New Series: Sunday Link Encyclopedia and Self-Promotion

I got the idea for this series from zunguzungu who publishes a collection of links to great posts every Sunday and from Feministe that allows people to self-promote on this day. In this series, I will publish a post every Sunday that will contain links to the posts from my blogroll that I enjoyed the most during the week. These are not the same articles I linked to during the week. These are the ones I would have liked to comment on if only I had time.

Readers should feel free to leave links to their own (or somebody else’s) posts written during the week in question that they believe were especially great. It doesn’t make sense to link to an entire blog because that never works. So please, just the specific posts you really liked this week.

This is what I’ve been reading:

Baron-Cohen tries to defend his indefensible arguments about those bad, insensitive autistics. And Part II.

How to choose an academic journal to submit your article

New opinion survey instrument and political spectrum/landscape tabulator in beta testing

An open letter to Etsy shops

How one’s attitude to traveling evolves as one gets older

What’s wrong with “bros before hos” attitude to life

A post on privilege inspired by me

If you are on the non-academic job market, here are the best ways to handle interactions with a headhunter / recruiter

The geek culture and sexism: do they have to come hand in hand?

Does your university offer you workable solutions to dealing with students who have mental health issues?

Why care about Rabindranath Tagore?

Do your male family members trick you into doing more housework?

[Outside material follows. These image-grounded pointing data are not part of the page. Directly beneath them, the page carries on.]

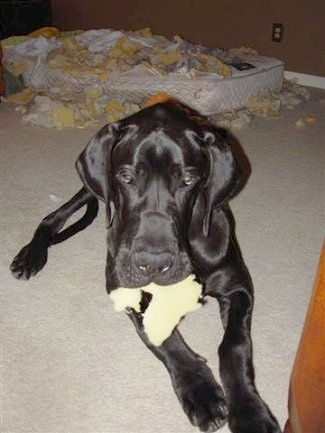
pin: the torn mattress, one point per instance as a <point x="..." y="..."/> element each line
<point x="81" y="75"/>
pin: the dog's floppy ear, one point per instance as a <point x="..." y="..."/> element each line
<point x="93" y="163"/>
<point x="224" y="174"/>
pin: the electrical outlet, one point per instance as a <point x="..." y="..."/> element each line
<point x="277" y="32"/>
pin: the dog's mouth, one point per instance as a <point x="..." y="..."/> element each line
<point x="163" y="271"/>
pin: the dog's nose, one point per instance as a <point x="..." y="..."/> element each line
<point x="153" y="263"/>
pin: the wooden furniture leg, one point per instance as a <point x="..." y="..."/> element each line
<point x="307" y="384"/>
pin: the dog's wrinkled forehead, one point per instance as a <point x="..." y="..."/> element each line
<point x="157" y="148"/>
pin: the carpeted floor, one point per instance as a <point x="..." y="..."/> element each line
<point x="70" y="364"/>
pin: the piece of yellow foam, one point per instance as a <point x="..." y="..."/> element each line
<point x="166" y="308"/>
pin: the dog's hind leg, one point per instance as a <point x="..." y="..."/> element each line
<point x="33" y="256"/>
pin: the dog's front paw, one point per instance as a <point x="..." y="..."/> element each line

Is blogging in decline? Read a post and do a survey.  I don’t think it is in decline or likely to be any time soon, which I let the people conducting the survey know as clearly as possible.

Films you can show in a Latin American History course.

10 thoughts on “New Series: Sunday Link Encyclopedia and Self-Promotion”

  1. Hi there my dear friend,

    I feel funny posting this comment unrelated to the post above, but I remember you mentioned that is the easiest way to get in touch, so I figured, I will give it a try 🙂
    I am trying to find an e-reader for my parents that they can use for reading both in English and Russian. I know you really like you Kindle, so I was wondering if you tried reading any free Russian books on it, and how it works if at all, the downloading process, format compatibility, and so on.. My friends in Europe told me about a really cool site with lots of Russian books, but they use LBook as an e-reader. Unfortunately, it does not look like LBook is sold in US ( turns out it is produced by a Ukrainian e-reader manufacturer, how cool is that ?), and out of those available here, Kindle seems to have the best reviews..


    1. Oh, I’m so glad to see you comment! This is, indeed, the easiest way. 🙂

      Unfortunately, the Kindle doesn’t recognize Russian characters yet. 😦 If only it did, I’d immediately give Kindles to my parents. But for now, if you want to read in Russian, Kindle is not an option. 😦 I hope they take care of this soon.


  2. This is a brilliant idea, Clarissa, and I don’t say that merely because you have the good taste to like my writing 🙂

    I’ve been so out of blogging for some time now that I desperately need a new reading-list, and I see this new addition to your blog providing me with lots of stuff to read. So yay.


  3. Invisible Illness Challenge 23 — I blame the uncreative title on the fact that the inspiration came from Tumblr. But it’s a post about my frustrations with what I like to call “have you tried” syndrome (aka, folks who may not know about one’s condition but who sure do like to give advice anyway).